Israel Strikes Damascus Airport in first strike in 2019

  • Posted on: 13 January 2019
an air-strike in Syria Credit: Hassan Ammar/AP

On Friday, Jan 11th, 2019, Israeli warplanes launched multiple missiles towards Damascus. According to a Syrian military source, the attack took place at 11:15 PM (2115 GMT) when Israeli warplanes coming from the direction of the Galilee fired several missiles towards the vicinity of Damascus. The source claimed most of the missiles were intercepted by the Syrian air defense system and that the airstrike caused damage but no casualties. said a “ministry of transport warehouse at Damascus International Airport” was hit. Another official said that the traffic at the airport had not been disrupted by the attacks.

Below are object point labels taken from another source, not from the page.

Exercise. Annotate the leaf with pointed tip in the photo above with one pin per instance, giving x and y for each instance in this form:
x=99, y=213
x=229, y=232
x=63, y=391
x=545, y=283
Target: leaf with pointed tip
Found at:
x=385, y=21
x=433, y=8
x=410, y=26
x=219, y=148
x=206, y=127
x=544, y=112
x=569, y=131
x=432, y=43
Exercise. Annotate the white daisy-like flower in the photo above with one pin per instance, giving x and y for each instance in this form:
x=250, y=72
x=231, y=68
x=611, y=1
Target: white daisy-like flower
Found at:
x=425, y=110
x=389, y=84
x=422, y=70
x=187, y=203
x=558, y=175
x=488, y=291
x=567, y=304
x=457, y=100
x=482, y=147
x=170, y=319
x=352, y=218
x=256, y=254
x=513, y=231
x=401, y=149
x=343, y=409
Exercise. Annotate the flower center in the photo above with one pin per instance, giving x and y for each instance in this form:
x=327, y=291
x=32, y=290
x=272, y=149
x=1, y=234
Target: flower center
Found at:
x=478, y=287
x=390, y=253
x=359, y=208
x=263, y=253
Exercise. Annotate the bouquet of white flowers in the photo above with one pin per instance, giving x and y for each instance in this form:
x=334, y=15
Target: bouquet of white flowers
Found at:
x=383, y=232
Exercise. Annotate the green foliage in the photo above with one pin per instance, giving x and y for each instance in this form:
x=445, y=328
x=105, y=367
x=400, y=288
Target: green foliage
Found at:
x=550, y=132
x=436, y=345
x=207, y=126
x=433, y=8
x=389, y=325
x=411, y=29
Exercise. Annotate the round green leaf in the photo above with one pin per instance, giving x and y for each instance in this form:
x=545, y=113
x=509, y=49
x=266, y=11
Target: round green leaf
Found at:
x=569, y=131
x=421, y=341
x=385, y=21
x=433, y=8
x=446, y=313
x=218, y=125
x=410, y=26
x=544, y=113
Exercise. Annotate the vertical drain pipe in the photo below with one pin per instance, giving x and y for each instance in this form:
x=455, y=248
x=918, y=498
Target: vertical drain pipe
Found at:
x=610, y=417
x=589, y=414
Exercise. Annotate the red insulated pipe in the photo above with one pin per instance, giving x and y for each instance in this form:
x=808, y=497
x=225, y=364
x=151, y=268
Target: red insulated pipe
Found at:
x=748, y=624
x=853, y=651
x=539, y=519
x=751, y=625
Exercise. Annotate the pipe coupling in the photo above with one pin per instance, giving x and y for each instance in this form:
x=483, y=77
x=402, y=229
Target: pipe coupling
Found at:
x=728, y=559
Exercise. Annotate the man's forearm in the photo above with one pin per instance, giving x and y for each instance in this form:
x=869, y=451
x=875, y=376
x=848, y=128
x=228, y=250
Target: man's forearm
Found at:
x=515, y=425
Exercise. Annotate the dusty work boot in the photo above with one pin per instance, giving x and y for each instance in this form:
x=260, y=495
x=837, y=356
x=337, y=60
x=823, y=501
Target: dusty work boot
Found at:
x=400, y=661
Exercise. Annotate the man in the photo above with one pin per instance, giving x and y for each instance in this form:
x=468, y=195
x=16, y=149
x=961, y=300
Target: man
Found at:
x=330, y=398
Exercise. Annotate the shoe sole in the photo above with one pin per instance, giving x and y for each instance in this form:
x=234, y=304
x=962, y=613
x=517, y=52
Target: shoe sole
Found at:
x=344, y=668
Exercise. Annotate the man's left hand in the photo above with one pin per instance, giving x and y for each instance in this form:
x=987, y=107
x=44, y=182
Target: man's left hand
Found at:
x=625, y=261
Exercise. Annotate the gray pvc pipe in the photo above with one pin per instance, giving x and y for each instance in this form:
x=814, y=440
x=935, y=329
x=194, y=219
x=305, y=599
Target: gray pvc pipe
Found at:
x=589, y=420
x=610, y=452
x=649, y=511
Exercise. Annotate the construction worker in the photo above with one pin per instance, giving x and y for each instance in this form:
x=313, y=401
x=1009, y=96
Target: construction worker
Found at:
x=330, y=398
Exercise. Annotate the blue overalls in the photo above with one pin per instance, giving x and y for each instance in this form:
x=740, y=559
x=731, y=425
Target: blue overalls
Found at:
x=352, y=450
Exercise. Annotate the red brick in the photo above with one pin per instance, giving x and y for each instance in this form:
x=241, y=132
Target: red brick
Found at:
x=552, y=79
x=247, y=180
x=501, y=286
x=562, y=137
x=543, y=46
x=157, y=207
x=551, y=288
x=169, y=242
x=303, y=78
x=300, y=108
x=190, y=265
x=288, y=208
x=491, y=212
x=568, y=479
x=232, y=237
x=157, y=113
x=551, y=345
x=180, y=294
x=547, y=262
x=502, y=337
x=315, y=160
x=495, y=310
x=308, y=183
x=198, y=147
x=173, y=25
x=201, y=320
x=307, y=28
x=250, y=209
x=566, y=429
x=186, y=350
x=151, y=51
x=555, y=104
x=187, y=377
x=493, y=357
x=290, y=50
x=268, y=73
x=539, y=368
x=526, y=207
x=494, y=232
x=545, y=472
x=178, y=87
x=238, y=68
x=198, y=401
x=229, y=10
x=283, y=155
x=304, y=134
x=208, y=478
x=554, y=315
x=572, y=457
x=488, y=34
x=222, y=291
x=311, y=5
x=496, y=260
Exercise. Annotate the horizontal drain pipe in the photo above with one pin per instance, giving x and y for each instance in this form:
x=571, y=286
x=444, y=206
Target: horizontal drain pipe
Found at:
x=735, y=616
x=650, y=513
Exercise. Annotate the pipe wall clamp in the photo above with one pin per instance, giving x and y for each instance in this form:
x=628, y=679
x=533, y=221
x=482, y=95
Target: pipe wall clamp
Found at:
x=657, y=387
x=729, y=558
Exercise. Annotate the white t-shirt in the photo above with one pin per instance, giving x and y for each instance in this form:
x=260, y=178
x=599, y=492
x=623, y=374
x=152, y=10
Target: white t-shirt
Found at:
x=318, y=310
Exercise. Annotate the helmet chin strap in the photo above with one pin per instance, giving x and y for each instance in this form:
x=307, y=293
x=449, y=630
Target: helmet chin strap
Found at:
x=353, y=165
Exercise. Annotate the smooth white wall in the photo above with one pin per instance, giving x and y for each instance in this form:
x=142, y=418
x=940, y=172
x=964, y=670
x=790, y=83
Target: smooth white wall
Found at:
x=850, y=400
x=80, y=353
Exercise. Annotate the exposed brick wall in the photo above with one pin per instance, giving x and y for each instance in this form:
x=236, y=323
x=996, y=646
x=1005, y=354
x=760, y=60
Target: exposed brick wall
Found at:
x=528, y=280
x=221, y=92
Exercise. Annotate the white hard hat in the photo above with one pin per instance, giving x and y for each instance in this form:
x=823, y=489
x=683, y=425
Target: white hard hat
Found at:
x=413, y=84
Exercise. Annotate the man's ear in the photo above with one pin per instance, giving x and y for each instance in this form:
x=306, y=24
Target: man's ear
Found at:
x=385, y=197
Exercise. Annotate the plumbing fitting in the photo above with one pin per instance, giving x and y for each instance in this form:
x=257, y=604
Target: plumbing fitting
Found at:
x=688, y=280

Syrian state media broadcast footage of what it said was the air defenses firing, with bright lights seen shooting across the night sky. Explosions were heard in one of the videos.

This was the second Israeli airstrike in less than 3 weeks since Israel bombed Damascus airport on the 26th of December 2018 which wounded three Syrian soldiers. Russia heavily condemned the December attack saying that Israeli strikes in Syria endangered two civilian flights, one landing in Damascus and one landing in Beirut. The statement also said that the Syrian military didn’t fully deploy its defense systems as this could risk the safety of the flights.

Russia provided the Syrian regime with 24 advanced S-300 launchers for free in October after a Russian military plane was mistakenly shot in September by the Syrian forces who were responding to an Israeli strike over Syrian airspace. Russia held Israel accountable for the deaths of 15 Russian crew members. The Russian defense ministry later declared Israel was responsible, saying the IAF jets used the Russian plane as cover.

Although the security situation in Syria has been relatively calm compared to the security situation in 2018. Tensions have been intensifying in northeastern Syria where Turkey mobilized its military forces and planning an offensive against Kurdish militias who are supported by the US. There has been growing fear amongst Kurds of a Turkish offensive especially after US president Donald Trump decided to pull US forces out of Syria, by this means leaving Kurdish militias in the northeast vulnerable to a Turkish offensive. However, American officials attempted to condition a U.S. troop pullout by guaranteeing the safety for their Kurdish partners and Turkish non-aggression. Turkish foreign minister smacked down this decision and said Turkey will go ahead with its planned offensive against Kurdish militias in northeastern Syria whether or not the U.S. withdraws its troops from the country.

Fear of a Turkish assault has prompted the Kurds to increase their engagement with the Assad regime, who they see as potentially providing them protection from the Turks. Security experts also fear that a Turkish offensive would distract the Kurds from their continued battle against ISIS.